Learn to be less rigid about deadlines. And if you are in Spain, you will quickly get to understand that Mañana may mean Tomorrow to you, but to the Spanish it simply means Not Today.
Brits have meetings all the time, and we follow a certain protocol, but it’s not the same all over the world. A European team was working on an aid project in Guatemala. After the first regular meeting they expected minutes to be circulated. None came.
So at the next regular meeting they explained that it was customary to write minutes and circulate them soon afterwards. Still no minutes.
At the next meeting they explained why minutes were important, not only for those who attended, but also to reassure their masters back home about the work that was being done out in Guatemala.

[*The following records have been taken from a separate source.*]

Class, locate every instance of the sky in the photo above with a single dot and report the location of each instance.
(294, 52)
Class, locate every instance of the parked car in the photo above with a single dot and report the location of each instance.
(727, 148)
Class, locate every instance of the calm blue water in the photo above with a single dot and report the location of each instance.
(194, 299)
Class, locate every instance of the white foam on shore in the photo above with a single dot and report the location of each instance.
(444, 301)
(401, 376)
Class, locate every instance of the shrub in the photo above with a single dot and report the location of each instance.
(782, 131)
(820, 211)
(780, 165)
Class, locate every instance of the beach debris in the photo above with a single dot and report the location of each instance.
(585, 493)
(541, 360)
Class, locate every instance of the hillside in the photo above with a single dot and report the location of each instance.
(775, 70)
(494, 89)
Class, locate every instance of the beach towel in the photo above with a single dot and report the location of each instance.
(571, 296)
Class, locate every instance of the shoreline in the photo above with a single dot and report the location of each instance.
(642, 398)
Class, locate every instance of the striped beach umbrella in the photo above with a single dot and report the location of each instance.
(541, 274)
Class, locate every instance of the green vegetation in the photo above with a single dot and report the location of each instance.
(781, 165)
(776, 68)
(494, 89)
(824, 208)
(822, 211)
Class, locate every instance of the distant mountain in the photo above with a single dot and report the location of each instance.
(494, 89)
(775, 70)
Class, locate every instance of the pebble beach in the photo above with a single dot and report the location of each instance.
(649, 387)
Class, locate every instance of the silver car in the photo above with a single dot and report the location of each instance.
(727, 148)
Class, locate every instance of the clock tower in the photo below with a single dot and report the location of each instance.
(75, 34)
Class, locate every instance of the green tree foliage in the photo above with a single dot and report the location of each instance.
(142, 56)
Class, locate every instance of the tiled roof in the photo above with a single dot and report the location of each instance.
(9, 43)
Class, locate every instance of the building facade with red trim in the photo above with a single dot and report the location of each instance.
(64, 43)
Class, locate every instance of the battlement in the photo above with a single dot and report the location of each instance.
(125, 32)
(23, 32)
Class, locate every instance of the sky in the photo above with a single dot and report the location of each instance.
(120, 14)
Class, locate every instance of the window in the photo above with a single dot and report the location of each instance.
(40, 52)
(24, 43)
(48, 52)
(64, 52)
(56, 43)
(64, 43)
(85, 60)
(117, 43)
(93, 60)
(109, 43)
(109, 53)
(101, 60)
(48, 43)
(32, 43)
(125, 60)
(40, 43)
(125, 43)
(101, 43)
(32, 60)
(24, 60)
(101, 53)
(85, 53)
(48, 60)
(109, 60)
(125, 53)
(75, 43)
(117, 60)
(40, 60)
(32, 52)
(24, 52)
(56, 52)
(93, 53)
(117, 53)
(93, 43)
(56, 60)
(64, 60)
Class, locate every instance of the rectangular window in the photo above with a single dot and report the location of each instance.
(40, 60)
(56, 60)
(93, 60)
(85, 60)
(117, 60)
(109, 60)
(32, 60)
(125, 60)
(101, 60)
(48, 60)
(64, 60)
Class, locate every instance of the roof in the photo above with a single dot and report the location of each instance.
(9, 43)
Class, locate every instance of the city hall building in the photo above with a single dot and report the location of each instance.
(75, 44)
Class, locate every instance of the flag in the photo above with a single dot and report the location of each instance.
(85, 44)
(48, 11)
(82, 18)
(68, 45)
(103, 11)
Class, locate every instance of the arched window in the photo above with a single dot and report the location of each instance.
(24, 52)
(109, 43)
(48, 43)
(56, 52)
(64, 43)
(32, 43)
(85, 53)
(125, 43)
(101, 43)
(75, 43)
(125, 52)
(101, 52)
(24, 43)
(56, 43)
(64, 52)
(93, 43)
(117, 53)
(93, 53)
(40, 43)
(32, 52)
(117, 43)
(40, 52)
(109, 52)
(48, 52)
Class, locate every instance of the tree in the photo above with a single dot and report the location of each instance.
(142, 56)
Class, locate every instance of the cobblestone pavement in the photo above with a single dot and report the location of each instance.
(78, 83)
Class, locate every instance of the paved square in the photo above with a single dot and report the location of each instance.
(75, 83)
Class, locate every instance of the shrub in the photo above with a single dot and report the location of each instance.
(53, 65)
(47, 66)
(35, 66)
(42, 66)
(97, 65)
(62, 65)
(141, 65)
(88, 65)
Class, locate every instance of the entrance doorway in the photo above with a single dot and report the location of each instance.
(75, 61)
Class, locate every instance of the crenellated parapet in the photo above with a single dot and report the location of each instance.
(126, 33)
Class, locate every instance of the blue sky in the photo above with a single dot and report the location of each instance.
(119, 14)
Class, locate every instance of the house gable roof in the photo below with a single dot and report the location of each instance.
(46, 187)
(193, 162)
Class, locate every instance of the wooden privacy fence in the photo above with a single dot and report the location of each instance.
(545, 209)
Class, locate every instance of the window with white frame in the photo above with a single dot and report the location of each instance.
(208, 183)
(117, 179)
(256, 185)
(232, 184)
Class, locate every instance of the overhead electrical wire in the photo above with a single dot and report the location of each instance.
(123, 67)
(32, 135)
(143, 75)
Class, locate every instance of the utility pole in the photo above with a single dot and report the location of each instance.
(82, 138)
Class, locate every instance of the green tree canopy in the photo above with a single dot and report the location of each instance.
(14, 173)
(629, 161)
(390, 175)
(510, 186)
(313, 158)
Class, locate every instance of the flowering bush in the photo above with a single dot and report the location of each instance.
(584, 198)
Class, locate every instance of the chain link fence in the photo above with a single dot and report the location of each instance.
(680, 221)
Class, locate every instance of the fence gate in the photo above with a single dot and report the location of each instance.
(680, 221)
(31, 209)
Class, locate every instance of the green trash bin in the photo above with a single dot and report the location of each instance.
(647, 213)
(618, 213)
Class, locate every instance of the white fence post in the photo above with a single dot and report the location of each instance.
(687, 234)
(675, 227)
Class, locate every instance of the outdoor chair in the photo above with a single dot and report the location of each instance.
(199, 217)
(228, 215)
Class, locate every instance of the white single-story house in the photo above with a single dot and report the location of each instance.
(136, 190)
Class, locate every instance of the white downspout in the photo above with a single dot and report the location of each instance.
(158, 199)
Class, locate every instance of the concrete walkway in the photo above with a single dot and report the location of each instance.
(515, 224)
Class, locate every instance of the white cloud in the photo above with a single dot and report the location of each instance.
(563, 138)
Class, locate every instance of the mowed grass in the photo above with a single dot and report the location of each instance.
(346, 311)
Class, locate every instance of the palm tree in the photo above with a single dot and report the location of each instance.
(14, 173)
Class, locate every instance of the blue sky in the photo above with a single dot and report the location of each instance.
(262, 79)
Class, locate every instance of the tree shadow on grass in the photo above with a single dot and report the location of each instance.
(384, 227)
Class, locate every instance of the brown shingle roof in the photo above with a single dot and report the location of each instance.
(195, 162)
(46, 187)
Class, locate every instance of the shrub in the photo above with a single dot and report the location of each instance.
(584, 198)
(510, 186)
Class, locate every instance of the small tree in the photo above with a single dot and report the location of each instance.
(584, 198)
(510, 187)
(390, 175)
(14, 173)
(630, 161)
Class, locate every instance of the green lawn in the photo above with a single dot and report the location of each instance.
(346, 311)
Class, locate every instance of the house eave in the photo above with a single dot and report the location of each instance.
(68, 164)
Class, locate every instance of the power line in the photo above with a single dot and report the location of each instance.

Now, the Guatemalans did not regard meetings as occasions for decision making, rather as opportunities to get together and reinforce relationships. They could not understand all the fuss about minutes. So at the next meeting, they arrived with the minutes already written – just to satisfy the Europeans.
The lesson here is to establish how meetings are run and for what purpose, when you are in another country.
4. Communication in general
I want to make two points about this. The first is about the style of communication, and the second is about the use of language.
First style. Some nations, like the northern Europeans and the Japanese like facts and figures, while others, such as the Americans, like lots of emotional appeal, and always open their presentations with a joke. It would be a mistake to use the American approach in northern Europe, and vice versa.
Second, use of language. Native English speakers use a lot of colloquial expressions that are meaningless to other nations. For example, someone went to Russia and used the expression, Out of sight, out of mind. The Russians translated it as Blind idiot. Sporting expressions should also be avoided:
• A ball-park figure
• Level playing field
• Knock it for six
To you these expressions have meaning. They may even seem commonplace. But not everyone knows baseball or cricket. Colloquialisms get in the way of clear communication abroad.
This is a concept that is second nature to Orientals, but little understood in the West. At its simplest level, it's about never making someone else embarrassed or uncomfortable. But it’s much more than that.
Face lies at the root of all business relationships in the Far East, and is an essential ingredient in all social contact there. It's about giving respect, and about not undermining someone else’s self-respect.
It's about acknowledging one another’s place in society. It's so important, yet there is not a line about Face in the Encyclopaedia Britannica, and not one item about Face came up when I did a Goggle search on the internet.
A colleague of mine, Bill, was giving a talk in the Far East and he mentioned a mistake he had once made. In typical British fashion he said: “Hands up anyone who has been stupid enough to have made the same mistake.”
Everyone in the room froze. No one even blinked an eye in case it would seem to be a public admission that they had been so stupid. They would have lost face.
So, when Bill gave his next talk, he said: “Hands up if, like me, you have been stupid enough to make such a mistake.” This time every hand in the room went up. They did not want him to lose face by being the only stupid one. Even when we try to get it right, we can get it wrong.
Understand their values, what makes them tick and, above all, how they communicate; do they speak frankly or do they ‘hint’ at what they mean?
Few people take offence when a mistake is made and the intent is good. But, when things get tough or are continually ‘going wrong’ we revert back to our own worst stereotypes and resentment begins to build. Don’t take things personally; reach out and try to put yourself in others shoes to get a different perspective. Then, you just might see a different world and enrich your own vista.